If there had been no forex shortages, an investor would be able to sell their shares on the ZSE, use the proceeds to buy US dollars, and then repatriate their earnings outside the country. However, with just US$1.5 billion having been traded on the interbank market by December 2019, investors have no access to the forex they need.
This has driven demand for Old Mutual shares by foreign investors looking for an exit from the Zimbabwe market.
Authorities, however, believe that this fungibility of the shares was creating speculation and adding pressure on the local dollar. Hoping to slow demand, in June 2019, RBZ issued exchange control directive RU102/2019, advising that fungible stock could only be sold 90 days after an investor had bought them.
This has not stopped the demand; as at Friday, Old Mutual shares were up 48.5% from the start of the year, and 634.8% year-on-year.
Broker manipulation?
Officials also believe there is fraud in the market involving fungible stock.
Earlier this month, it was reported the Securities and Exchange Commission (SecZim), which governs the financial markets, said it had started an investigation into possible collusion by brokers and transfer secretaries to fraudulently switch dates on transactions to make them appear as if they had happened earlier than their actual dates. This way, their clients could sell quicker than the required 90-day waiting period.
However, no further details were given on the claims.
Fungible shares such as Old Mutual were popular with investors now just as they were over a decade ago, when hyperinflation and forex shortages peaked. Then, local companies that had foreign debts would buy dual listed shares in Zimbabwe and sell them in South Africa to earn the forex they needed to pay off creditors. At that time, even power utility ZESA reportedly used Old Mutual stock to pay off Eskom.
In May 2008, then RBZ governor Gideon Gono banned the fungibility of shares, saying they were being used for speculative purposes against the currency. Hit by hyperinflation, the stock exchange shut down soon after. Following resumption of the ZSE after the introduction of multi-currencies in early 2009, fungibility was restored in March 2009.
OMIR paranoia
Old Mutual’s fungibility is also an annoyance to authorities, as it is used as a measure of the exchange rate, which Government is failing to stabilise despite a raft of currency reforms.
Traders often use a comparison of the price one Old Mutual share on the ZSE, with the price of an Old Mutual share on other exchanges, such as the Johannesburg Stock Exchange. This comparison produces the Old Mutual Implied Rate (OMIR), which gained popularity as an exchange rate gauge in the 2000s.

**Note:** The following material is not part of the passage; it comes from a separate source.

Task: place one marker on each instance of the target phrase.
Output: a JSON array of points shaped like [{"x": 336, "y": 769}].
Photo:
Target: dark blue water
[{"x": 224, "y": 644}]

As at Friday, the implied USD:Zimdollar rate using Old Mutual shares was around 1:60. Reflecting where the market believed the rate would go in the short term, the OMIR is higher than the official rate of 1:18 and is also higher than last week’s rates on the parallel market of around 1:40.
Officials believe the OMIR influences market sentiment, and with it the black market rate.
Old Mutual, the company, has no role in the OMIR. The rate is only determined independently by market watchers using the share prices. However, this has not stopped Government officials and pro-government critics from accusing the company of manipulation.
“Old Mutual as the capitalist vulture, is responsible for abetting exchange parallel market activities because its implied rate often matches the black market. The fungibility which was aimed at increasing capital flows into the country, is now an avenue for abuse,” ZANU PF official and former Presidential advisor Chris Mutsvangwa said recently.
This conspiracy was repeated Sunday on Twitter by an account run by Presidential spokesman George Charamba.
The ban of fungibility is a further knock for the ZSE, which is up 127% since January.
Portfolio investments, which includes investment in shares, dropped from US$54.7 million in 2018 to US$3.7 million in 2019. According to RBZ, “the decline in both FDI and portfolio investment was, in large part, due to heightened perceived country risk”.